A few weeks ago I woke up thinking of nyama fry, and not just any nyama fry but fry from Nerkwo. For those of you who have been to Nerkwo you know that having this nyama an experience in it self. Now being in the middle of no where and over 1000kms away from Nerkwo all I could do is message my girl Fresh, who introduced me to this delicacy, and tell her how much I craved for Nerkwo’s nyama. Now this is are the times you know who your friends are coz the silly girl told me “ohh now you have made me want some I’ll have to go get some this weekend” I hope you chocked as you ate it (I still love you, you know I don’t meant that 🙂 ) any way as she declared that she was going to have some that weekend I declared that I was going to try DIY (Do It Yourself) Nerkwo’s fry that weekend. She then told me the bitter truth that it will not turn out the same, this I knew was the truth coz no two hands are the same and maybe they give us donkey meat and that is why we can’t understand why it tastes sooo good and its nothing like the meat we eat else where. Anyway, that was a joke, before I am sued for defamation. So I gave it a go but it did not turn out as good as Nerkwo’s but it was still q2uitenice. I hope you will like it to. HAPPY COOKING!!

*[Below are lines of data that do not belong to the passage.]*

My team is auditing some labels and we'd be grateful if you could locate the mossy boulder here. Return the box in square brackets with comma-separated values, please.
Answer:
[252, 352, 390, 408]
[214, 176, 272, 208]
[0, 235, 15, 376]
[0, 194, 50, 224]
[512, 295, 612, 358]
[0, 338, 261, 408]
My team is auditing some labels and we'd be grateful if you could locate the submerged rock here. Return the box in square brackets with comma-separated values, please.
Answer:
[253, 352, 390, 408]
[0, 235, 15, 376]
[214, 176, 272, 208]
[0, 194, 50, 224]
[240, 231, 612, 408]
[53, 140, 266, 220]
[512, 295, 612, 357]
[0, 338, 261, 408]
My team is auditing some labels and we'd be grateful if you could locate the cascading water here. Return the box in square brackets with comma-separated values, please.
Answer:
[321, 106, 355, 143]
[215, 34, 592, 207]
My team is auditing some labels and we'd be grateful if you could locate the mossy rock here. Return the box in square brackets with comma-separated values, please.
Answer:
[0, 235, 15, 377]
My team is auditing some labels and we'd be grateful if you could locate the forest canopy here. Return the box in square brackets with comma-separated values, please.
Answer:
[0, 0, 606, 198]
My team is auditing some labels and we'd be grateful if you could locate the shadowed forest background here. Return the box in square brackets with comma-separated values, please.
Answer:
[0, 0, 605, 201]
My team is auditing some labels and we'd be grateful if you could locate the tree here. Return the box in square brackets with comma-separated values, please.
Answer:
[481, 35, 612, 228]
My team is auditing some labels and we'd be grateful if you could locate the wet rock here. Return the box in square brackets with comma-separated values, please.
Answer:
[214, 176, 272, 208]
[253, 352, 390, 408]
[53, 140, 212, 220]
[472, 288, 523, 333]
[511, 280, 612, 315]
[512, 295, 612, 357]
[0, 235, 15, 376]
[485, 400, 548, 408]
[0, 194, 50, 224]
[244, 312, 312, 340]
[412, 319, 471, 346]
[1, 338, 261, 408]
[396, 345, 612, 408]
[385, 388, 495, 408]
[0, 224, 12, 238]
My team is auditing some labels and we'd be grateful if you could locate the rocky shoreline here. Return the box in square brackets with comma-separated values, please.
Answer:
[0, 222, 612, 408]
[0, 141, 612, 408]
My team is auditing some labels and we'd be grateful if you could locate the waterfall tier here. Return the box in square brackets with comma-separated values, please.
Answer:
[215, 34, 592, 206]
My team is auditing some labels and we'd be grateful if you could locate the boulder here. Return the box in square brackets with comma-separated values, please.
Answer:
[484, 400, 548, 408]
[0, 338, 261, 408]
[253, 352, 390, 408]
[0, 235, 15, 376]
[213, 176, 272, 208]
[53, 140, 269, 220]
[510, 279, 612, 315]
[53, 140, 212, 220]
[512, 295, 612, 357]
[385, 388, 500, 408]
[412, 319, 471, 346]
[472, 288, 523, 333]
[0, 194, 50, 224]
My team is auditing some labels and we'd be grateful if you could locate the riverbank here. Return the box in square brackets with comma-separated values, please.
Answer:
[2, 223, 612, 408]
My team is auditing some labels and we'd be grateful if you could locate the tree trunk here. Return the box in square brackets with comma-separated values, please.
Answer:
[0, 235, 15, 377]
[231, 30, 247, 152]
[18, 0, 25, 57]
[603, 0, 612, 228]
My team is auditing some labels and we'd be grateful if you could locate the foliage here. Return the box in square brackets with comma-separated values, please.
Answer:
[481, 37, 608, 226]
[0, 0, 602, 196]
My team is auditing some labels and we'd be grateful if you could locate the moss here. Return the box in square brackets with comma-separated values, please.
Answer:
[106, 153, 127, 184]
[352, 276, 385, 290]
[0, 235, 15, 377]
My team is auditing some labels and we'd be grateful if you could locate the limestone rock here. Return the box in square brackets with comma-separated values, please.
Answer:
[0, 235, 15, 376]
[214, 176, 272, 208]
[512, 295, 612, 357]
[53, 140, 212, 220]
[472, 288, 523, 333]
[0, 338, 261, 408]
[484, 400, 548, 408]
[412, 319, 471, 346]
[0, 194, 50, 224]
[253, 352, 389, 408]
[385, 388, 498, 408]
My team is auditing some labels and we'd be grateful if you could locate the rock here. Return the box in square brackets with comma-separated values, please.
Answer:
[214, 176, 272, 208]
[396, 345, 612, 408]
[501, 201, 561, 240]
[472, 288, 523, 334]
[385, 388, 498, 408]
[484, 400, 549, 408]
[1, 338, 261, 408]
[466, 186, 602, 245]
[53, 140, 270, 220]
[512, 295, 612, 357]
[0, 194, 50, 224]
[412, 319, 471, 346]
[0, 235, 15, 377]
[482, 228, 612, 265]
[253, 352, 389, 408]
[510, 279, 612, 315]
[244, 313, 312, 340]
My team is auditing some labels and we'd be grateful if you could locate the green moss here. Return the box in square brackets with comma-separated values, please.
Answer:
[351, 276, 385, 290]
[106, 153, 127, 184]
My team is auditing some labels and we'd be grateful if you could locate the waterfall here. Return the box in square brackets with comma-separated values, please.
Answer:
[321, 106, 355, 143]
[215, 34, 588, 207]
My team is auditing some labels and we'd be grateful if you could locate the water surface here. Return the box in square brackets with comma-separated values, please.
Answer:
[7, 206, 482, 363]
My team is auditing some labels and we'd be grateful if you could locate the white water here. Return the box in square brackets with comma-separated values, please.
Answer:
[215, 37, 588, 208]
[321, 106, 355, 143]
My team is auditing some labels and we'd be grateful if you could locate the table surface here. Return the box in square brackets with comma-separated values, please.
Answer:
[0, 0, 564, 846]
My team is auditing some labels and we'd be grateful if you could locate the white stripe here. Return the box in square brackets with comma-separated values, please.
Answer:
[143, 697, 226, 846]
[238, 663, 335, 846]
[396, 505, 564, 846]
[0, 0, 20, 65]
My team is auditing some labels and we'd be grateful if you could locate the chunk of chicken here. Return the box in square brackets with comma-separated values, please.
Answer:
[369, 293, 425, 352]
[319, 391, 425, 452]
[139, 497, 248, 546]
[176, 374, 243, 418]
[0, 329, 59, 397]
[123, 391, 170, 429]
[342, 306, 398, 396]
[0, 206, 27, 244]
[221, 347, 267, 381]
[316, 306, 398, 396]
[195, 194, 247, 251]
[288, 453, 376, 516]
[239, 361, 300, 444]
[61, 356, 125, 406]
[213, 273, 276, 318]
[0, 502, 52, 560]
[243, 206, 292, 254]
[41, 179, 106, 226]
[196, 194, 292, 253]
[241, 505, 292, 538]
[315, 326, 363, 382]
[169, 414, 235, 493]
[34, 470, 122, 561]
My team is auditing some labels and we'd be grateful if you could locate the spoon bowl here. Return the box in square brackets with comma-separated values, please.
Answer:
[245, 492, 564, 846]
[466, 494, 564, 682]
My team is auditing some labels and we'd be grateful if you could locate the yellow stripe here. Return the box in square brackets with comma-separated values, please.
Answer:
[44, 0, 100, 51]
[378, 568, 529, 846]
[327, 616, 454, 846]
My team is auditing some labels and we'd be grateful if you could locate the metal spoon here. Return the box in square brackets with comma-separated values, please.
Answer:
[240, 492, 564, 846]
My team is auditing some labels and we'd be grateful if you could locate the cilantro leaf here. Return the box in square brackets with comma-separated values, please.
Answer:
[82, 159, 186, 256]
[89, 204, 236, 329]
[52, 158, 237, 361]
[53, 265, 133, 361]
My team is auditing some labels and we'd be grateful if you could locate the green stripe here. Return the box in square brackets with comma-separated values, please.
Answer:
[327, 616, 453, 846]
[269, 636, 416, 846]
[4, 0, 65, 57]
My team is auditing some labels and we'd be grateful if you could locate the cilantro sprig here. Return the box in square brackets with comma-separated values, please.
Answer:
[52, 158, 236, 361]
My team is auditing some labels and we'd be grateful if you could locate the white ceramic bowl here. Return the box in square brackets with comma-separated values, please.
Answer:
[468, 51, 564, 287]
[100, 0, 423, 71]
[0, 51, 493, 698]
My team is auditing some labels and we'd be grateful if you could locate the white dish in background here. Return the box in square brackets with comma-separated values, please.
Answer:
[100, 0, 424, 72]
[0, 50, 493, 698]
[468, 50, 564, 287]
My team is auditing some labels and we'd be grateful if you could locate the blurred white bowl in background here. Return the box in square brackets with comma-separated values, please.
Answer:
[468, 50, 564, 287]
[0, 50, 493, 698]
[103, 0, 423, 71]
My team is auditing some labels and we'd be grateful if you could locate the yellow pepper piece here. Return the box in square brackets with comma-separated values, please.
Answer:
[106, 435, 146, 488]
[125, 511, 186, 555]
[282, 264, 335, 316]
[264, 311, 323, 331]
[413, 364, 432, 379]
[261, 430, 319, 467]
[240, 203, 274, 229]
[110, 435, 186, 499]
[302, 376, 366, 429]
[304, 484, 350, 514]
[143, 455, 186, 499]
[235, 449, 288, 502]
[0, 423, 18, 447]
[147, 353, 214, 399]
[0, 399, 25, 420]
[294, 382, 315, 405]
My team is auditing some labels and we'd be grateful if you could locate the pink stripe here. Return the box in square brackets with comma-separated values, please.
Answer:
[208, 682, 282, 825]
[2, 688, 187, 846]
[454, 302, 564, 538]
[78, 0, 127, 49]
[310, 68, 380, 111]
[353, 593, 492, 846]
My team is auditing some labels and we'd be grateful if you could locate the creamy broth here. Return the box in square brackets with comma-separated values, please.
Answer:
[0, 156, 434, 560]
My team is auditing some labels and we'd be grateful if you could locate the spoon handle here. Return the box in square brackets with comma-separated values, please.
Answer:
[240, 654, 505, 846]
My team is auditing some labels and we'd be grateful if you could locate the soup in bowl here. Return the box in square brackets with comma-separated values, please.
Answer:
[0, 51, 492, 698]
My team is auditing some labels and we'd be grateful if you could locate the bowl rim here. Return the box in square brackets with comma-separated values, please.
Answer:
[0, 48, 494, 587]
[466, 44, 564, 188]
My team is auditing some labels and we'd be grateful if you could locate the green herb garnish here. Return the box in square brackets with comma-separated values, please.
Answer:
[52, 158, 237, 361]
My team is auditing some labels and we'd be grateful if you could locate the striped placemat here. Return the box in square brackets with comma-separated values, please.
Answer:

- 1 kg beef cut into bite sized cubes
- 2 tablespoons of crushed garlic
- 1 teaspoon crushed ginger
- 3 large onions sliced
- 30ml vegetable oil
- 1 bunch of coriander, chopped
- 2-3 green chillies, chopped
- salt and pepper to taste
Tenderize the meat using either tenderiser or a meat mallet if necessary
Place the beef, garlic and ginger in a large pot and leave on the heat. Add the salt
Stir the ingredients in the pot to ensure they are all mixed together then reduce the heat, cover the pot and leave to cook for about 15-20 minutes (depending on how soft your meat is)
Ensure that you keep checking on the meat so that it doesn’t burn. If the meat was in the freezer you will most probably not need to add any water as it will have sufficient water in it.
Once all the water has dried out, taste for doneness. If the meat is not yet cooked add just a little water and cover and leave for a further 5 minutes or so.
If the meat is cooked add the oil and stir through.
At this point add the chillies and onions and cover.
Once the onions caramelize and start to turn transparent stir in the coriander.
Serve immediately with Ugali and Kachumbari.